Partner with a Children's Museum
Children's museums are an excellent venue to present EMS information to the public. Many children's museums have periodic or permanent health exhibits, and the museums provide access to many local children.
For example, the renovated Grace Ambulance is a landmark in the Grace Children's Museum's Health Zone in Abilene, Texas. The exhibit includes a life-size "Operation" game table, "Build a Body" challenge using X-rays, the interactive Grace ambulance, kiosks on eyes and digestion (with fun and gross pull-out guts), and "the Body Atlas," where children can learn about each of the body's primary systems through the use of movable panels.
A children's museum is "a very non-threatening environment, so families don't feel like they are being preached to," explained Nora Moynihan, director of education and community enrichment for Port Discovery, a children's museum in Baltimore, Maryland, that has about 230,000 visitors yearly.
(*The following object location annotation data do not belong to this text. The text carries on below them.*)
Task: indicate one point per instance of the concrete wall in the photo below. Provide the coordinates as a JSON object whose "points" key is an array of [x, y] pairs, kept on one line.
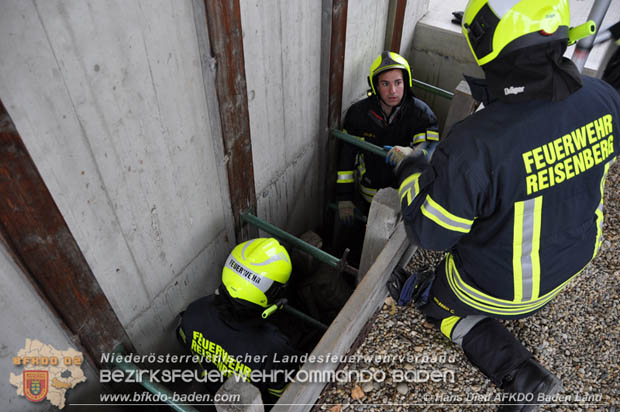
{"points": [[110, 101], [366, 25], [282, 47], [440, 54]]}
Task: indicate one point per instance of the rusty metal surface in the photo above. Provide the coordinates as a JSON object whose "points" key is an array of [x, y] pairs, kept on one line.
{"points": [[41, 243], [225, 34], [399, 20]]}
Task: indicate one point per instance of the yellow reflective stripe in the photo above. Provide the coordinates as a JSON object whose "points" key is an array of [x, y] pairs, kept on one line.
{"points": [[517, 244], [419, 138], [599, 210], [345, 176], [406, 187], [443, 218], [485, 303], [526, 245], [432, 135], [535, 255], [447, 325]]}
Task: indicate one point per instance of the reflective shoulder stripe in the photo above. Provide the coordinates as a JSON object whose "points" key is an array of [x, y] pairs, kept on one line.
{"points": [[526, 245], [488, 304], [419, 138], [447, 325], [599, 210], [432, 135], [345, 176], [443, 218]]}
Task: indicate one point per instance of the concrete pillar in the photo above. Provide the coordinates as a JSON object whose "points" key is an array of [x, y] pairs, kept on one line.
{"points": [[382, 219], [249, 397]]}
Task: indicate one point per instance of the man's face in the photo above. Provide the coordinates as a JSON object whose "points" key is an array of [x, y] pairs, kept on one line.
{"points": [[391, 87]]}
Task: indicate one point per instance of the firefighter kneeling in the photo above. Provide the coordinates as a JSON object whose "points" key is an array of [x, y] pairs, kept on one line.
{"points": [[512, 247], [226, 329]]}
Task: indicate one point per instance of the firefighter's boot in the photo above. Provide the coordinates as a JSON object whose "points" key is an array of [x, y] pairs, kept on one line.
{"points": [[502, 358], [529, 386]]}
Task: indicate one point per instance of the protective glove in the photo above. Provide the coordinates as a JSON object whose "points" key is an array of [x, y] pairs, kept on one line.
{"points": [[397, 154], [416, 287], [346, 210]]}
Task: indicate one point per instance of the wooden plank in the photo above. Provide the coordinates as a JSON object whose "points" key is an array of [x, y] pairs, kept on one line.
{"points": [[336, 75], [394, 27], [41, 243], [368, 296], [226, 36]]}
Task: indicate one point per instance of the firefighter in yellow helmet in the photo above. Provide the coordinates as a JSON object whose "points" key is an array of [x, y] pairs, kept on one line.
{"points": [[391, 115], [514, 193], [226, 329]]}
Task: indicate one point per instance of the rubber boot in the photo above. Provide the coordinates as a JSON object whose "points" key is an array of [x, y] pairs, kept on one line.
{"points": [[529, 386], [504, 360]]}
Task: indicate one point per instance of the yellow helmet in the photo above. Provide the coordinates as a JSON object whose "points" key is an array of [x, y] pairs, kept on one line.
{"points": [[388, 61], [256, 270], [494, 27]]}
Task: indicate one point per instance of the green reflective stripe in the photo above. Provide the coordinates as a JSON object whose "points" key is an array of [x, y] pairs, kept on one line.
{"points": [[410, 187], [276, 392], [432, 135], [447, 325], [367, 192], [361, 166], [443, 218], [483, 302], [526, 245], [345, 176], [463, 327], [419, 138], [599, 210]]}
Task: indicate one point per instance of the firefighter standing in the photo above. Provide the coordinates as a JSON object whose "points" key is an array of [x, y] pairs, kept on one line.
{"points": [[514, 193], [391, 115], [226, 329]]}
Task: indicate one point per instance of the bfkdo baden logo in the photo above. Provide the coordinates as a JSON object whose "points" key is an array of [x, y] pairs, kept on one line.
{"points": [[35, 385], [47, 373]]}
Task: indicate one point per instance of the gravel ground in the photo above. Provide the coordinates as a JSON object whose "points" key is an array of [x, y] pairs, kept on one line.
{"points": [[576, 336]]}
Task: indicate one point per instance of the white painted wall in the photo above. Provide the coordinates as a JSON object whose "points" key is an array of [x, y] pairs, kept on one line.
{"points": [[366, 25], [441, 55], [282, 47], [110, 101]]}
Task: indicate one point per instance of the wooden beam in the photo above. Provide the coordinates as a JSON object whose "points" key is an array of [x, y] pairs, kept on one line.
{"points": [[226, 36], [344, 330], [39, 240], [394, 27], [336, 75]]}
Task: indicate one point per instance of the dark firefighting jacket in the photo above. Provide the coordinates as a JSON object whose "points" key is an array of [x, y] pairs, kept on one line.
{"points": [[515, 194], [251, 348], [410, 123]]}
Many children's museums work with their local firefighters on exhibits, but fewer work with EMS. "We don't have an ambulance exhibit here, but we do have a fire truck," said Patti Habeck, director of education at The Building for Kids in Appleton, Wisconsin, that has about 135,000 visitors annually. "It would be really great to see the EMTs parked outside and to let the kids walk through [the ambulance]."
The best way to establish a strong partnership with a children's museum is to develop exhibits and programs that meet the goals of both organizations, said Moynihan. She prefers educational partners who can commit to the museum's programs, show up consistently, and be flexible (for example, you might be asked to send a Spanish-speaking EMT to a weekend exhibit for Hispanic Heritage Month).
The international Association of Children's Museums has 341 member museums, mostly in urban and suburban areas. Check the Web site (www.childrensmuseums.org) to find a museum near you.